Finally, the world is catching up to the idea that there are more marriage-based sins than just homosexuality. Consider this quote from the more left-leaning Huffington Post: “It [the Bible] does say quite a bit about the issue of divorce. It seems to say that if a person gets a divorce for a reason other than infidelity and then remarries, that person is guilty of adultery (that’s one of the big 10!). I wonder how many divorced people Kim Davis has issued marriage licenses to?” (from an article entitled, 4 Reasons — From A Christian Perspective — Why Kim Davis Is 100% Wrong). Finally, everyone is starting to notice what else God says about marriage laws from a Biblical perspective! That should get some conversations going, don’t you think?

  1. More people are recognizing what persecution could look like

Don’t misunderstand me, I don’t believe for one second that what Kim Davis has gone through is classified as “religious persecution,” anymore than someone who walks into Chili’s to get a job as a waiter can cry “religious persecution” when they ask him to serve alcohol: it comes with the job, and it’s best that Christians not put themselves in that position to begin with. Kim Davis knew the direction our country was headed as much as anyone else, and if she refused to leave in the wake of such inevitabilities, then she knew that this day would eventually come.

That being said, there will come a day when real religious persecution might find it’s way onto our shores, whether it’s in the form of teaching against homosexuality being classified as hate speech, or disfellowshipping an errant member for any number of very Biblical reasons, and being charged with slander or defamation in the process. That day is, in all likelihood, in the pipeline for this country, and when that day comes, we have to ask ourselves, what will we do?

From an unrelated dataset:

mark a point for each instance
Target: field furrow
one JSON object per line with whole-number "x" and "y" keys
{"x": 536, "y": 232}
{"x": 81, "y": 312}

If you take away the legal and supposed hypocritical stance of Kim Davis (hypocritical because of her own personal life), the simple fact of refusing to condone homosexual marriage is of itself, very brave. We have to ask ourselves, will we make a very similar stance when two guys and a news crew want to ask us our opinion on some kind of sin that society has condoned?

Jesus claimed that those who would “confess Me before men, I will also confess him before My Father who is in Heaven” (Matt. 10:32; Luke 12:8), but what does that statement even mean? Is Jesus referring to the common practice we have today of confessing Jesus in front of a group of Christians during the invitation song before we’re baptized? I would argue – and the context supports – that Jesus had something much bigger in mind when He spoke those words to His disciples: the coming persecution. How will we respond when that day comes?